If you log errors like this then you may refrain from this altogether. You log the fact that something went wrong but how does this help you to find the cause? Your catch is empty and you don't use the Exception object.

I suggest you remove the try/catch and let the client code do the error handling and proper logging and by this I mean to either use a specialized logger that knows what to do with an exception or if you still want to do it by hand the call the ex.ToString(). This will give you the entire stack track. You'll be happy to have it when something goes wrong.


this

In C# it's advisable to not use the this keyword unless really necessary and it rerely is. We usually prefix private fields with and underscore e.g. _logger.


MachineService vs MachineConfiguration

This service is very confusing. It's called MachineService but it works with MachineConfiguration. You should call it MachineConfigurationService.


Exceptions and return values

public async Task<bool> Delete(int id)
{
  try
  {
      // ...
  }
  catch
  {
      throw;
  }
}

This method is expected to return a bool that indicates whether the operations was successfull or not.

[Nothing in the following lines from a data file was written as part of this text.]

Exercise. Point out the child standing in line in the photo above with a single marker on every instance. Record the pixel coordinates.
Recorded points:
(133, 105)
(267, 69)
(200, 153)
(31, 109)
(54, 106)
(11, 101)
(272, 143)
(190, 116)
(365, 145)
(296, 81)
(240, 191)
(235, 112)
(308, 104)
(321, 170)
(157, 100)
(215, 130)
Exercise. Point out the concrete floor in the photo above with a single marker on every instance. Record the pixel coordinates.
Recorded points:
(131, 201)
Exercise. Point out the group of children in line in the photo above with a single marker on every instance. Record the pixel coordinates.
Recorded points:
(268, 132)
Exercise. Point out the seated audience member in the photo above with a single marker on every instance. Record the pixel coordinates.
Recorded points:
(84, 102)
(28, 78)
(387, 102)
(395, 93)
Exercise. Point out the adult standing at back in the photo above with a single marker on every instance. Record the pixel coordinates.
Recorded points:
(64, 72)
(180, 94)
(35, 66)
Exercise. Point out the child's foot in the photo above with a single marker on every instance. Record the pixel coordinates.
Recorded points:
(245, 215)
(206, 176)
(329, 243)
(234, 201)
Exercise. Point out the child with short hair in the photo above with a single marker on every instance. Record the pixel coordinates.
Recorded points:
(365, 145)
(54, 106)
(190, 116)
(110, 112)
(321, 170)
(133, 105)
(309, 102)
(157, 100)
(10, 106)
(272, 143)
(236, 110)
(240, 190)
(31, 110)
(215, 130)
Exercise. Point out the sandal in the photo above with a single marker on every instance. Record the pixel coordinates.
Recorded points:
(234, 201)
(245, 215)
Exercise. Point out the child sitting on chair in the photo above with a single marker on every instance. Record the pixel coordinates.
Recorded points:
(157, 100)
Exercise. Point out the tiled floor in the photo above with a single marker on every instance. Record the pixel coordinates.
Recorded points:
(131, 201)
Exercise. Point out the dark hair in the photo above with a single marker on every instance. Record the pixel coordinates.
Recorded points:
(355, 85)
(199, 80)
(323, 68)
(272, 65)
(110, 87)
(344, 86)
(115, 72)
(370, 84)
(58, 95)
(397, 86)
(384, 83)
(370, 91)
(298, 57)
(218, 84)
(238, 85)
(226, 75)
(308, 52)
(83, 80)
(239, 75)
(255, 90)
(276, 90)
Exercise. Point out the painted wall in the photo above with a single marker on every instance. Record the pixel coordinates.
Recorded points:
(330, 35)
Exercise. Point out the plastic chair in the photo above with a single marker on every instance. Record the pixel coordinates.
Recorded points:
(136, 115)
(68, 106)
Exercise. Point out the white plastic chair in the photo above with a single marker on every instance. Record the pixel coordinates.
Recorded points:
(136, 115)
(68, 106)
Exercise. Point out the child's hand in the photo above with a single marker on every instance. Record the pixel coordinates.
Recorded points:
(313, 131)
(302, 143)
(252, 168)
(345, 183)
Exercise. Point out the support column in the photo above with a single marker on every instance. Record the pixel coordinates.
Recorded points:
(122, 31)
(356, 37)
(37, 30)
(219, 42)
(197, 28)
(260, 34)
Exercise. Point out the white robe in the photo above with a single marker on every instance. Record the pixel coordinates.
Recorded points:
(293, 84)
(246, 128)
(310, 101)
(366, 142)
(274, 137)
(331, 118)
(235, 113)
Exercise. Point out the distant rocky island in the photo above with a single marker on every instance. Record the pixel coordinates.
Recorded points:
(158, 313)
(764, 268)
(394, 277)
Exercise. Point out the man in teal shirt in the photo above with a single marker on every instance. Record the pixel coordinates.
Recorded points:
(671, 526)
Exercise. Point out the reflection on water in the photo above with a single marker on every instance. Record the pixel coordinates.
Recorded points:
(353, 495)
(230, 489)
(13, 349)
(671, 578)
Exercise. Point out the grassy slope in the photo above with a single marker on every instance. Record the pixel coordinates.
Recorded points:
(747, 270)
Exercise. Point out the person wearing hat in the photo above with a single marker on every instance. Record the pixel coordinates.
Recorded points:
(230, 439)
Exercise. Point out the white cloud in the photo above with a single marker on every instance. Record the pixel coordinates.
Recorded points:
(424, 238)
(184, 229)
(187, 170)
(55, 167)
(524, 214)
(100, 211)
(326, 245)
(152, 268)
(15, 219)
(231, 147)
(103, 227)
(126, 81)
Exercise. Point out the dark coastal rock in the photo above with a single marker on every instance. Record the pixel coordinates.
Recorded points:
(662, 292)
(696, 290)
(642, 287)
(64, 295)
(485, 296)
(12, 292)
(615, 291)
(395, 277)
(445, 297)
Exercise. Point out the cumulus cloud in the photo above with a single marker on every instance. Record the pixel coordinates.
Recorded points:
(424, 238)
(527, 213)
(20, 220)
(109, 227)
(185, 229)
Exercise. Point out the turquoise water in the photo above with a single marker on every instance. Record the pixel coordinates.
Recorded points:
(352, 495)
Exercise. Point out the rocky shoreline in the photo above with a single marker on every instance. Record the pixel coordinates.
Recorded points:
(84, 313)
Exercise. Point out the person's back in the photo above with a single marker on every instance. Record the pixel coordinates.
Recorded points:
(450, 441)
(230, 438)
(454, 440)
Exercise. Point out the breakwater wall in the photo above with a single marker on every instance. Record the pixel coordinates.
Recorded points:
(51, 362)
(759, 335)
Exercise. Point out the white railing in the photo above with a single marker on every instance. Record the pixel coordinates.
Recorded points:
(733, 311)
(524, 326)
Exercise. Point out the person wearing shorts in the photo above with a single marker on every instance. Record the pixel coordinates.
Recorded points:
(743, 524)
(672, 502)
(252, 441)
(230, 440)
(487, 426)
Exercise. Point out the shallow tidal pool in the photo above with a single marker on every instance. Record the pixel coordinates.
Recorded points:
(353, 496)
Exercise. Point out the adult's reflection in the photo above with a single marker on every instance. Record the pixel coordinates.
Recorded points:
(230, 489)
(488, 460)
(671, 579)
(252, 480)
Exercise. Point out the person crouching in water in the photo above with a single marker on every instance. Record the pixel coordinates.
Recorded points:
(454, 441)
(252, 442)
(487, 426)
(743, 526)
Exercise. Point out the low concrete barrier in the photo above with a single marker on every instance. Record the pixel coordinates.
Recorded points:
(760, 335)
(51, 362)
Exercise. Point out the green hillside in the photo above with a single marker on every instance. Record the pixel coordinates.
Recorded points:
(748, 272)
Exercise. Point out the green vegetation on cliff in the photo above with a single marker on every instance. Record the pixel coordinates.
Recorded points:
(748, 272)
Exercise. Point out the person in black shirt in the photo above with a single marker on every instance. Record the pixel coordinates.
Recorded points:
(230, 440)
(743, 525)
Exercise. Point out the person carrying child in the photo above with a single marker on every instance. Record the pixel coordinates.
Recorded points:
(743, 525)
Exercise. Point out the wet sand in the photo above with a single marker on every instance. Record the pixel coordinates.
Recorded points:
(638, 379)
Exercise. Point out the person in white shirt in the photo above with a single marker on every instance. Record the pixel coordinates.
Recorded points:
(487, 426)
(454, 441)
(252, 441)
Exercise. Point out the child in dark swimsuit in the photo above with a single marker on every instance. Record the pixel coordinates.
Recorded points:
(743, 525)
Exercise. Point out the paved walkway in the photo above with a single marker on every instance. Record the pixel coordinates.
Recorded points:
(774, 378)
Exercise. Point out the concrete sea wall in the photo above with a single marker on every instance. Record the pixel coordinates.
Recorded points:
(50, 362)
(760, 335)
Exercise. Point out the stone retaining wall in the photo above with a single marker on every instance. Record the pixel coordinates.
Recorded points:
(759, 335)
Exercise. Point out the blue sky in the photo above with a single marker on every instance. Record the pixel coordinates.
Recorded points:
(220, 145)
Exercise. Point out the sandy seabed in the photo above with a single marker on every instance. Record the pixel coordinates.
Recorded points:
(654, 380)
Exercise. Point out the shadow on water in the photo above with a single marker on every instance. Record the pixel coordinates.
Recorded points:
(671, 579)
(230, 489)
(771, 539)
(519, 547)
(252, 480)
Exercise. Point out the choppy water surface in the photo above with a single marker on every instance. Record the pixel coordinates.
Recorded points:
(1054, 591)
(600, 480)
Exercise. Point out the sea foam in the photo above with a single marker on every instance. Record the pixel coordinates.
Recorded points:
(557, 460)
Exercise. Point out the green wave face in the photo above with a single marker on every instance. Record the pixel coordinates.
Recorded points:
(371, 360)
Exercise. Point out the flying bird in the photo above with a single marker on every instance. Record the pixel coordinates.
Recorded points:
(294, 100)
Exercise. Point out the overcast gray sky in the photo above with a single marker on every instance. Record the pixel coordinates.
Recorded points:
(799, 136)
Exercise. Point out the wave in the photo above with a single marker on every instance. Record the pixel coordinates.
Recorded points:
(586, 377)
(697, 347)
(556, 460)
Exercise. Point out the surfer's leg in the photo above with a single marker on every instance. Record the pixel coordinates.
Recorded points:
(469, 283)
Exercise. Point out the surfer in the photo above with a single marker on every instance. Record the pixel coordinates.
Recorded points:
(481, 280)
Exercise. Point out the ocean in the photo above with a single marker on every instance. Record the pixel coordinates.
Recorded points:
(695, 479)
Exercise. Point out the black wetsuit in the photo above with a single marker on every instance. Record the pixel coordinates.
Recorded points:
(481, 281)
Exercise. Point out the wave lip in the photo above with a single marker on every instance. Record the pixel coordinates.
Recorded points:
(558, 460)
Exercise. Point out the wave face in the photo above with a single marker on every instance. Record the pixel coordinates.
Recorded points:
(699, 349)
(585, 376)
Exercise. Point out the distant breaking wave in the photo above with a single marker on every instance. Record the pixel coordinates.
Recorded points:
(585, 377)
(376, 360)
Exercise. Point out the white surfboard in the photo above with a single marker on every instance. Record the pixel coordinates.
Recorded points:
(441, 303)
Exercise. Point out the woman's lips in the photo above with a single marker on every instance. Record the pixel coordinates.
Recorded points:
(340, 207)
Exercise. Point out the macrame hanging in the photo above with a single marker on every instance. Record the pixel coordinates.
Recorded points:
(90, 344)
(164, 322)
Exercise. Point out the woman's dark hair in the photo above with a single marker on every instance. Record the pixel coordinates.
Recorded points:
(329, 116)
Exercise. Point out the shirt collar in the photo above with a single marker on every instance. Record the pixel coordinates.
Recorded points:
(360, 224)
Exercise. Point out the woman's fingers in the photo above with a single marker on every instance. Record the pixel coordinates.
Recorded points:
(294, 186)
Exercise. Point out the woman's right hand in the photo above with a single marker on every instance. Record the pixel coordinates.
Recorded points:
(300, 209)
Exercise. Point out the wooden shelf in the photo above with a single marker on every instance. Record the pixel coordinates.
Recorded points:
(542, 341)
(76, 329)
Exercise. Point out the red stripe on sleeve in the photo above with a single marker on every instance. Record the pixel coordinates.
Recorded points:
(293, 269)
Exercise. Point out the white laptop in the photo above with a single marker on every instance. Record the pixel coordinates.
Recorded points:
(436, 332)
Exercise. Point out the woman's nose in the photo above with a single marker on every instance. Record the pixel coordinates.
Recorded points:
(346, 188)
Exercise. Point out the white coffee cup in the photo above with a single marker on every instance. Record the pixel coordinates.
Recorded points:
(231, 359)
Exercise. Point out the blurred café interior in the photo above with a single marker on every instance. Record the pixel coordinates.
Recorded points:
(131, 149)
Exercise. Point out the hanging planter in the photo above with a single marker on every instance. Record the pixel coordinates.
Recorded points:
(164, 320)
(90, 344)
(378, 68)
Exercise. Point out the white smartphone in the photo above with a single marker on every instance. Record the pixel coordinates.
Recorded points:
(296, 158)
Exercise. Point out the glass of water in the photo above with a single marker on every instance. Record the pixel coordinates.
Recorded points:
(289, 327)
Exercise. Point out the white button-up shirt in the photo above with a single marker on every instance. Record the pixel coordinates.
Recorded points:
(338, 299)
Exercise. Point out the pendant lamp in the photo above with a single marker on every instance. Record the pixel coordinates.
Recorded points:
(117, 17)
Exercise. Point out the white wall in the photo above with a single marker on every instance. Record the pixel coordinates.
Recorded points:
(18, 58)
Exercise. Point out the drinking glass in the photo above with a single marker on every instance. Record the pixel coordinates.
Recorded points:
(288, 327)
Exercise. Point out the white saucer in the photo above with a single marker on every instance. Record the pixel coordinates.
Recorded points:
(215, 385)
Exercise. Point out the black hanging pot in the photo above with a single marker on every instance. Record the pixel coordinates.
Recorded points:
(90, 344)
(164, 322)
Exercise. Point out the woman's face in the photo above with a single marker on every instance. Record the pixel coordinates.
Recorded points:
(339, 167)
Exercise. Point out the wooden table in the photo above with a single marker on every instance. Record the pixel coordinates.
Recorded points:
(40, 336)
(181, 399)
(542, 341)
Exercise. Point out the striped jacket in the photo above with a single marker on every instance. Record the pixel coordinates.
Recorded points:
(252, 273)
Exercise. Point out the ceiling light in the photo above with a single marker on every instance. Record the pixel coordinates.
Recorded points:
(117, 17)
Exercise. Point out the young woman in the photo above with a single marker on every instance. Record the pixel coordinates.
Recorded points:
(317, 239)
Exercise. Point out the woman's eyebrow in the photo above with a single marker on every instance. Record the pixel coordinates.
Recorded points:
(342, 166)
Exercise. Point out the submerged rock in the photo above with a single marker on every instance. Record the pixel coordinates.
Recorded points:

In such cases your method shouldn't throw exceptions because currently it can either return true or throw an exception. So, there is no false return value. You even hardcoded it

return await Task.FromResult(true);

But instead of returning a bool it's better to return an int from SaveChanges that indicates how many rows were affected e.g.

public async Task<int> Delete(int id)
{
    try
    {
        using (var db = this.context)
        {
            var machineConfiguration = db.MachineConfigurations.FirstOrDefault(f => f.Id == id);
            var isDeleted = db.MachineConfigurations.Remove(machineConfiguration);
            return await Task.FromResult(db.SaveChanges());
        }
    }
    catch (Exception ex)
    {
        logger.LogError($"{nameof(MachineService)}:{nameof(this.Delete)}: {ex.ToString()}");
        return -1;
    }
}

Now it makes sense to have a return value agian.